I want to show intuitively that for an epimorphism to exist from $\mathbb Z_n$ to $\mathbb Z_m$, $m$ must be a divisor of $n$. Since $f$ is a surjection, so every element in $\mathbb Z_m$ generates a fibre in $\mathbb Z_n$, i.e. a collection of elements in domain that map to a specific element of codomain, note that the fibre $f^{-1}(0_m)$ is the kernel of the homomorphism and the other fibres are simply the cosets of $\ker f$ in $\mathbb Z_n$, now since these cosets are equal in size and disjoint, so each coset contains $\frac{|\mathbb Z_n|}{|\mathbb Z_m|}$ elements, but it must be an integer, so $m$ must divide $n$. Also we can construct easily an epimorphism if $m\mid n$. Is my intuition correct?
An epimorphism from $\mathbb Z_n$ to $\mathbb Z_m$ exists iff $m\mid n$.
abstract-algebragroup-theoryintuitionsolution-verification
Best Answer
This can be seen in more than one way. For instance:
The image of a cyclic group $G$ under a morphism $f:G\rightarrow H$ must be itself cyclic.
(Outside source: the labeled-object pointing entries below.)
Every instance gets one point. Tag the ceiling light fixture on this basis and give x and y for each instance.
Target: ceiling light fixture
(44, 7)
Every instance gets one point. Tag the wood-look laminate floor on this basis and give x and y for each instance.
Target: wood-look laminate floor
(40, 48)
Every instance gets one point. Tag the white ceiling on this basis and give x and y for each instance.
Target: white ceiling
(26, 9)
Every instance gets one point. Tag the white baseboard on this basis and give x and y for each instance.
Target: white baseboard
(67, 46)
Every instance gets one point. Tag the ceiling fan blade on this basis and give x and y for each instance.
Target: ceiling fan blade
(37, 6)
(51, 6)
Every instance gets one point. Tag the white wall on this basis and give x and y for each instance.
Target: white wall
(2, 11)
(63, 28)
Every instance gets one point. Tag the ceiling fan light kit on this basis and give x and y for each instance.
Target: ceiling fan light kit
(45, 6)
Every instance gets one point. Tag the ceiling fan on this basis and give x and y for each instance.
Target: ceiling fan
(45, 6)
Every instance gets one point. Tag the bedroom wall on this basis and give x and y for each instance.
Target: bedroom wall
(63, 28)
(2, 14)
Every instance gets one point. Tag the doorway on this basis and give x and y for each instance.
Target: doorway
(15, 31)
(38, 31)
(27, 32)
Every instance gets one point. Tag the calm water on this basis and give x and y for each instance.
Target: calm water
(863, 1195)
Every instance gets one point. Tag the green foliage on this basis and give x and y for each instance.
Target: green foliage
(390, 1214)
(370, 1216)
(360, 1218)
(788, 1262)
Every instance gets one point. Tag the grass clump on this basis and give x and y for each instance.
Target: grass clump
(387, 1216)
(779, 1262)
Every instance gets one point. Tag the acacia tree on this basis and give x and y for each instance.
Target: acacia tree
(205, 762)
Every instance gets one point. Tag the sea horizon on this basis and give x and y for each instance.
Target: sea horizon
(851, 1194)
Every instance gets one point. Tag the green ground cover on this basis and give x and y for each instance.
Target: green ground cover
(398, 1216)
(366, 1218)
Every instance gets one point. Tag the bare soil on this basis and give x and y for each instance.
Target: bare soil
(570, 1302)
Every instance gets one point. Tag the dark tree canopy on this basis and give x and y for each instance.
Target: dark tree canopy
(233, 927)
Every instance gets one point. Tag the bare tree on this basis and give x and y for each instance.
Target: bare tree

In fact if $g$ is a generator of $G$ it is straightforward to check that $f(G)$ is generated by $f(g)$. Now, if $G$ is finite of order $n$, then $n\cdot g=1_G$ and so $n\cdot f(g)=f(n\cdot g)=f(1_G)=1_H$. Hence the order of $f(G)$ divides $n$.
If $f:{\Bbb Z}_n\rightarrow{\Bbb Z}_m$ is a surjective morphism $f(\bar 1)=\bar a$ must be a generator of ${\Bbb Z}_m$. But $\bar1=\overline{n+1}$ so we need to have $m$ be a divisor of $(n+1)a-a=na$ and so $m$ divides $n$ since ${\rm gcd}(a,m)=1$.
Given a morphism $f:G\rightarrow H$ we know that $f(G)\simeq G/\ker(f)$. If $G$ is finite the argument leadng to Lagrange's theorem shows that $|G|=|f(G)|\cdot|\ker(f)|$.